Saturday, April 23, 2011
Because I am a Girl
It's ANZAC day here in Australia. I do tear up a little thinking of the boys and young men who volunteered to fight without really knowing what they had gotten themselves into, or of those who were conscripted and had no say in the matter at all. It's worthwhile to have a day to reflect on the horrors of war and on the impact it has made on each individual who chose to participate or who were forced to take part. I always find the day to provide the perfect answer to why we should avoid armed conflict, rather than finding that it glorifies the concept of war, though I know the ANZAC mythology has been misused at times.
Plan International has been running a major international campaign, "Because I am Girl", for several years now and they're currently lobbying the United Nations to make 22 September International Day of the Girl. While women have aided in armed conflicts as nurses and combatants, ANZAC day is largely about men's involvement in war. International Women's Day is cause for us to reflect on what women have achieved in fighting for equal rights to vote and to work, and on the continued struggle for broader equality. A day to reflect on what it means to grow up as a girl in the developing world seems like a real priority at this moment. The struggle for girls' and women's welfare is more urgent in the developing countries where they are more likely to be malnourished, uneducated, afflicted with HIV, married young or sexually exploited.

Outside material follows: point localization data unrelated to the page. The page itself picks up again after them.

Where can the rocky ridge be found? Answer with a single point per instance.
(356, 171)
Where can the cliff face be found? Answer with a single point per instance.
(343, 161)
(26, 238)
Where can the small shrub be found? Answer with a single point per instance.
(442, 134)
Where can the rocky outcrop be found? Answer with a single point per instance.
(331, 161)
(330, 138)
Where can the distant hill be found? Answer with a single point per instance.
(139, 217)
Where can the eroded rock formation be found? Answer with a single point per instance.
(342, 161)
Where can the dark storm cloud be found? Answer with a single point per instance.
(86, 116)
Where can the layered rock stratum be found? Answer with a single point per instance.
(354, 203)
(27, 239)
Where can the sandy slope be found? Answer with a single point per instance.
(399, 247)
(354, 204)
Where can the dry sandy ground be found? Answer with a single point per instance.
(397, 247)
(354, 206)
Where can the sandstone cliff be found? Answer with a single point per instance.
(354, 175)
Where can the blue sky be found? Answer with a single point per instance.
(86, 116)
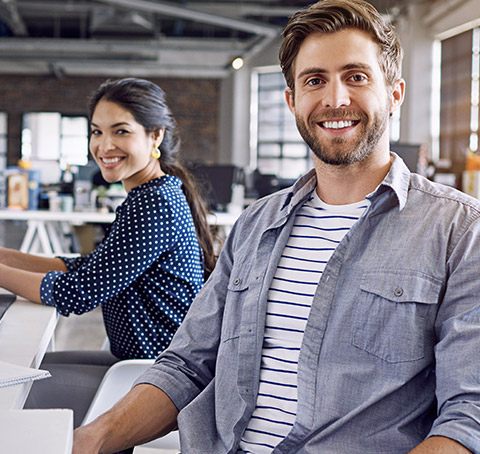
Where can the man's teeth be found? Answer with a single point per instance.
(337, 124)
(110, 160)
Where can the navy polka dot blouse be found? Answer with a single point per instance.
(145, 273)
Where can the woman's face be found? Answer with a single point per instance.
(121, 146)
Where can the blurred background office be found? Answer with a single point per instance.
(218, 64)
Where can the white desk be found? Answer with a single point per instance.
(46, 229)
(25, 332)
(36, 431)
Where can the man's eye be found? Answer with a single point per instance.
(358, 78)
(313, 81)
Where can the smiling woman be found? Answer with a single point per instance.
(150, 265)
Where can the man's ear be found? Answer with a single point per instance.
(397, 95)
(290, 98)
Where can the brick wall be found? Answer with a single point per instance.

The 2010 Plan report on the state of the world's girls reminds us that the problem is not only confined to rural communities. Cities are also inhospitable places to girls and the cities of the developing world see five million more people added to them each month. While this rapid growth means the threat of violence in the street and slums increases, it also holds out some hope for improvement as city girls are more likely to attend school, have better access to health care, and to be able to enjoy their girlhood for a longer period without being married before they have had the chance to mature.
Astonishly, during the 2010 Street Child World Cup girls who had lived in shelters and on the streets in the UK, Tanzania, South Africa, the Philippines, Brazil and Nicaragua developed their own manifesto to lobby those in power. All seem like reasonable demands that we should feel more global responsibility to ensure:
"We the street girls have the following rights and we want them respected:
The Right to live in a shelter and home
The Right to have a family
The Right to be safe
The Right to be protected from sexual abuse
The Right to go to school and get free education
The Right to good health and access to free health services
The Right to be heard
The Right to belong
The Right to be treated with respect and decency
The Right to be treated as equal to boys
The Right to be allowed to grow normally."
So many girls have seen and endured things that rival the sufferings of soldiers in combat. Why don't we remember them too?